Le spectateur – qu’elle désoriente par la modification/disparition de l’espace connu – fait partie intégrante de ses installations.

« […] Ma démarche se constitue de cette perte de contrôle, de l’absence de matérialité autoritaire, et de la tentative d’échapper à la tyrannie des objets. Mes projets se fondent souvent sur des techniques ou des faits scientifiques. La proposition plastique qui en résulte est alors comme un laboratoire qui rend visible sa découverte. La connaissance, les réflexes, les sens, l’humanité perceptive, et la psychologie sont au cœur de ces recherches. Ces expériences spatio-temporelles sont en effet d’ordre hypnotique ; avec cependant la volonté de renvoyer à la réalité plutôt que d’y échapper.

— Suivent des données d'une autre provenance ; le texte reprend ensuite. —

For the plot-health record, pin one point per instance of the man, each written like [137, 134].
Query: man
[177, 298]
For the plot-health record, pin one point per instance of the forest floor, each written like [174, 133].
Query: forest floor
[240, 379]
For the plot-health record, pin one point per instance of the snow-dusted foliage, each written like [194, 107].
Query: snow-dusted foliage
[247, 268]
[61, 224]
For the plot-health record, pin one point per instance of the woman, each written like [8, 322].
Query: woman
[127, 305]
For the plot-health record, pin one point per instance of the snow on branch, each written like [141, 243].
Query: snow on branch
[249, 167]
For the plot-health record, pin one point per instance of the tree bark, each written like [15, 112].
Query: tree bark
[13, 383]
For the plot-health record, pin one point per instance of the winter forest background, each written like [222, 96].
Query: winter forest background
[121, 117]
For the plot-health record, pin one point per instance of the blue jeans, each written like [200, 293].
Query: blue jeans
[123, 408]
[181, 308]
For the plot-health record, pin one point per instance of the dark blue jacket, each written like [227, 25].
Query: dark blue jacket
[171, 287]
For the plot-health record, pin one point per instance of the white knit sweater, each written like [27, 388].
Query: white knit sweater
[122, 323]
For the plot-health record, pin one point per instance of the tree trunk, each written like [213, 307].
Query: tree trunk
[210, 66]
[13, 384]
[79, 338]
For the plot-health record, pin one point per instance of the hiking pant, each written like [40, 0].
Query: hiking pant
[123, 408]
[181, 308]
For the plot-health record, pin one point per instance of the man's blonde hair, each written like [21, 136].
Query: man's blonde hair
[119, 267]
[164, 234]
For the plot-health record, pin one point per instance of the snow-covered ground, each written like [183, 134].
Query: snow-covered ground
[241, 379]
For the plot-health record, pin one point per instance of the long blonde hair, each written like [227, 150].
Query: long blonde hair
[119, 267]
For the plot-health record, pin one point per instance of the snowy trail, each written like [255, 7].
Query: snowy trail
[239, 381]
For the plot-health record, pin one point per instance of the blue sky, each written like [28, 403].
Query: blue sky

Elles agissent comme des passages d’une réalité à l’autre en repoussant les limites de la perception, en rendant visible l’invisible… Ils s’agit de seuils où l’image se résorbe, d’espaces à franchir entre deux états de perception, entre ombre et lumière, entre défini et indéfini, entre silence et explosion. […] »– AVJ, in « 8’26” », ed. MAC/ENSBA, 2004.

"Circulez il n'y a rien à voir":
La sculpture de brouillard d’AV Janssens consiste en la diffusion d’un épais brouillard qui habite le moindre recoin de l’espace dans lequel elle est installée. L’œuvre est partout, et le spectateur en fait partie, il se trouve immergé dans la pièce de brouillard. La densité du brouillard modifie sa perception de l’espace. Il n’en perçoit plus les limites. Le brouillard l’isole, modifie son appréhension de l’espace, l’incite à une certaine prudence dans ses déplacements.